JAKARTA - Kepala Biro Penerangan Masyarakat (Karo Penmas) Divisi Humas Polri Brigjen Dedi Prasetyo mengatakan ada penyebar hoax yang dilakukan oleh pelaku teror yang dilakukan selama masa kampanye Pemilu 2019.
"Ada, yang kami tangkap kemarin Y dan SN. SN ini masih dikejar, SN memerintahkan kepada Y, Y mengupload di media sosial. Tentang apa bentuknya ancaman langsung kepada anggota-anggota kepolisian yang melaksanakan tugas di lapangan akan dibunuh," kata Dedi kepada wartawan, Kamis, (21/3/2019).

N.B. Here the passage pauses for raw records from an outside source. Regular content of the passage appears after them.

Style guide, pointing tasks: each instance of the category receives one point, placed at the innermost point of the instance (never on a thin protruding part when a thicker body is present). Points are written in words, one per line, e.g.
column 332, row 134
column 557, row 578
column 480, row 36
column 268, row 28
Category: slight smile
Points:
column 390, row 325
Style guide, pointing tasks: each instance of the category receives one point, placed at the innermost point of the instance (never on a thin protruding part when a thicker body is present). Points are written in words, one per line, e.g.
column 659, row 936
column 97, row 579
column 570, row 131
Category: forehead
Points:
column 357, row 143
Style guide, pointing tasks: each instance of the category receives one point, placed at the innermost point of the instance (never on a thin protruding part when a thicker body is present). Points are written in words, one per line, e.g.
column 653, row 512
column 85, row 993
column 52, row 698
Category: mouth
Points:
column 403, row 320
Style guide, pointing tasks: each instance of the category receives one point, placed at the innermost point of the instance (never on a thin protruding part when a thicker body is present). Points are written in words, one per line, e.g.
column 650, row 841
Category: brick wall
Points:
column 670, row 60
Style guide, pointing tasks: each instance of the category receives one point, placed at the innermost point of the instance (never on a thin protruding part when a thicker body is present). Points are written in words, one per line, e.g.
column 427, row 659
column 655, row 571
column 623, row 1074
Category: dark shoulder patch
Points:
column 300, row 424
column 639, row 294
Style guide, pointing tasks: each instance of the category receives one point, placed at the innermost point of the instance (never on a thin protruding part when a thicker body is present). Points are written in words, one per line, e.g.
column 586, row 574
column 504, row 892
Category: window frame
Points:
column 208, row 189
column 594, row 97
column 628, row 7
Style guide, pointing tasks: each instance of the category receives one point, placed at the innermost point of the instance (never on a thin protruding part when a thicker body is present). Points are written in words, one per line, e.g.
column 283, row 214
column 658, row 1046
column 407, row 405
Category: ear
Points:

Perlu diketahui Y alias Khodijah merupakan seorang perempuan asal Klaten terkait dengan penangkapan terduga teroris Husain alias Abu Hamzah (AH) di Sibolga, Sumatera Utara (Sumut).
Selain Y kata Dedi, ada pula Abu Ricky terduga teroris yang juga ditangkap di Riau. Ia juga berkaitan dengan Abu Hamzah. "Kita masukan UU Nomor 5 Tahun 2018," ungkapnya.

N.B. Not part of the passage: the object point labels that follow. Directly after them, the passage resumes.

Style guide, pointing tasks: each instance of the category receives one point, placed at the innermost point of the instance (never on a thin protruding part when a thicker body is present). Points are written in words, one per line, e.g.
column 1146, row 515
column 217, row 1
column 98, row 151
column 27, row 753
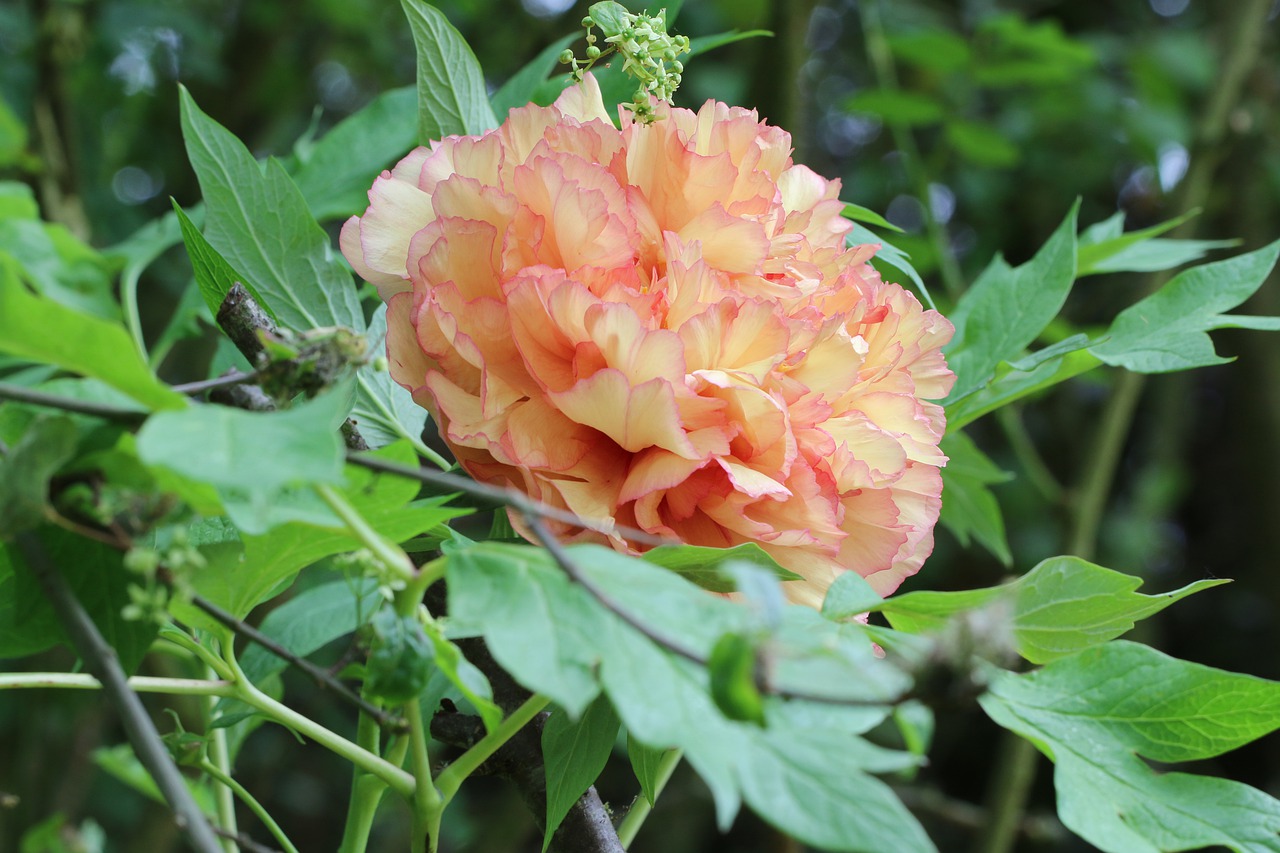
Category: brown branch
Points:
column 100, row 660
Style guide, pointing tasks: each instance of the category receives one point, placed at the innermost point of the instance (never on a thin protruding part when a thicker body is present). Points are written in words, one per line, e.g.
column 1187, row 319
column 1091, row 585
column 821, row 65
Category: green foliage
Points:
column 259, row 222
column 451, row 91
column 575, row 752
column 1096, row 712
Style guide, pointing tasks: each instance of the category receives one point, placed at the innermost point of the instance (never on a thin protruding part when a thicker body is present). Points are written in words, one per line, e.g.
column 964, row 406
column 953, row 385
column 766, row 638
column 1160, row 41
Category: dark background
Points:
column 1005, row 114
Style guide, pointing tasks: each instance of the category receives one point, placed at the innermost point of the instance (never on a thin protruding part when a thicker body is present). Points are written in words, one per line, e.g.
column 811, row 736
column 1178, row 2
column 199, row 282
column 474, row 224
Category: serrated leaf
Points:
column 214, row 276
column 575, row 752
column 310, row 620
column 259, row 222
column 702, row 565
column 1065, row 605
column 1095, row 712
column 26, row 470
column 969, row 509
column 1061, row 606
column 250, row 450
column 451, row 91
column 849, row 596
column 462, row 674
column 384, row 411
column 336, row 177
column 1168, row 331
column 245, row 571
column 1006, row 309
column 645, row 763
column 42, row 331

Baca Juga: Pelaku Hoax Bisa Dikenakan UU Terorisme, Mabes Polri: Tergantung Hasil Analisa
Kendati demikian lanjutnya, apabila para penyebar hoax kaitannya dengan pemilu pihaknya memberikan kepada Bawaslu terlebih dahulu.

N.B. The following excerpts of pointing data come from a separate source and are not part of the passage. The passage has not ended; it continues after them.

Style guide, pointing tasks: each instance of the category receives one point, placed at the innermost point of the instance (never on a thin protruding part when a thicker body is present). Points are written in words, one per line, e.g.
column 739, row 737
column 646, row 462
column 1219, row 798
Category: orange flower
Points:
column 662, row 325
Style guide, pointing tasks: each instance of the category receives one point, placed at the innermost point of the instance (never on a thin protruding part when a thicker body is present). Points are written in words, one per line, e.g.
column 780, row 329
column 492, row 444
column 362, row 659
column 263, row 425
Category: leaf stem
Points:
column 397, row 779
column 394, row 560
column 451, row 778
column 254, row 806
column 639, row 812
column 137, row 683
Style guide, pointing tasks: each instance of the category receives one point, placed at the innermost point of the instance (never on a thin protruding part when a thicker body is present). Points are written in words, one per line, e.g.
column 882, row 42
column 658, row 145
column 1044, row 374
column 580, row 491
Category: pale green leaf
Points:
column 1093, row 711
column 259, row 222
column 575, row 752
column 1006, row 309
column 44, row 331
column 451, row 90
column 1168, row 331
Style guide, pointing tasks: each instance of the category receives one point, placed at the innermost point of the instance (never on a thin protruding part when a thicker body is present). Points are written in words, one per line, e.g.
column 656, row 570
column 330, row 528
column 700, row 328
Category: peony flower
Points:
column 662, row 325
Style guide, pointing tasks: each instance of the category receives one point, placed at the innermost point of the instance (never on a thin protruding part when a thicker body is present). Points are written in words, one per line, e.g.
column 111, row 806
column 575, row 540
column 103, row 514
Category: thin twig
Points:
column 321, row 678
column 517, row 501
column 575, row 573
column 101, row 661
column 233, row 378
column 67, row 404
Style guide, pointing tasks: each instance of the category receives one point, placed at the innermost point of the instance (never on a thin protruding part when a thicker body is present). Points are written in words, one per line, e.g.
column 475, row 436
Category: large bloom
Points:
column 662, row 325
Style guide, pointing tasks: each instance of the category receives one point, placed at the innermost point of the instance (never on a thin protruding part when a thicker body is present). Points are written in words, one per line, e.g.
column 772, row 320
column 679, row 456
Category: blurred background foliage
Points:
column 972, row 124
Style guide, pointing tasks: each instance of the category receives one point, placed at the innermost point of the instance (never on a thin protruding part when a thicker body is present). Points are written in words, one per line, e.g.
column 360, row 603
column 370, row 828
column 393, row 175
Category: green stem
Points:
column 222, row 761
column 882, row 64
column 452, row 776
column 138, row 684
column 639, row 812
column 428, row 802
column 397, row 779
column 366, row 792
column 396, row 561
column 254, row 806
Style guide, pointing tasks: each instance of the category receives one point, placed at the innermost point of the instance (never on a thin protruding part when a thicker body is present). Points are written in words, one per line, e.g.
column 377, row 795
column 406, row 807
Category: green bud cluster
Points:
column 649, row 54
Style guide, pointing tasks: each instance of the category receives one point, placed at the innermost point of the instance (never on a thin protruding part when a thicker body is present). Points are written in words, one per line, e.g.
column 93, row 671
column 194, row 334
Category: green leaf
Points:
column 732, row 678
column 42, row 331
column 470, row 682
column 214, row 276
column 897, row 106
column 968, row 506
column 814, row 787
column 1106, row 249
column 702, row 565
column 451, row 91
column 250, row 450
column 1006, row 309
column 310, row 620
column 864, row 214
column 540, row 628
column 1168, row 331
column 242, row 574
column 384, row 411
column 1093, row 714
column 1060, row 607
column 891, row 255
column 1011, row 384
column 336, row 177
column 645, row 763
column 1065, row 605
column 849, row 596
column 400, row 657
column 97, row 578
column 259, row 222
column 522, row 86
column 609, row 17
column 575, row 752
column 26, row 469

"Bawaslu yang mengasesment ini bagian dari timses paslon atau tidak. Kalau ini berasal dari pasangan calon maka di asesment Bawaslu dan dianalisa dengan para ahli, ini masuk pelanggaran pemilu apa pidana pemilu kalau masuk pelanggaran Pemilu maka diselesaikan Bawaslu. Kalau pidana pemilu dilimpahkan ke Gakumdu," terangnya.
"Kalalu dari Bawaslu mengasesement pelakunya bukan dari timses diterapkan UU pidana umum. Kalau narasinya penghinaan, masuk pasal penghinaan," tukasnya.
Sebelumnya Dedi menjelaskan bahwa bisa atau tidaknya menjerat pelaku hoax dengan Undang-Undang Terorisme bergantung pada hasil penyidikan dan berdasarkan fakta hukum.
"Jadi dari kepolisian berpijak kepada fakta hukum yang ditemukan penyidik. Ada dua pendekatan yang bisa dilakukan, pertama penyebar hoax dapat dikenakan UU (Nomor) 5 (Tahun) 2018 karena sesuai dengan Pasal 1 huruf 1 ada unsurnya disitu adalah ancaman kekerasan atau menimbulkan suasana teror dan takut secara meluas," ungkapnya.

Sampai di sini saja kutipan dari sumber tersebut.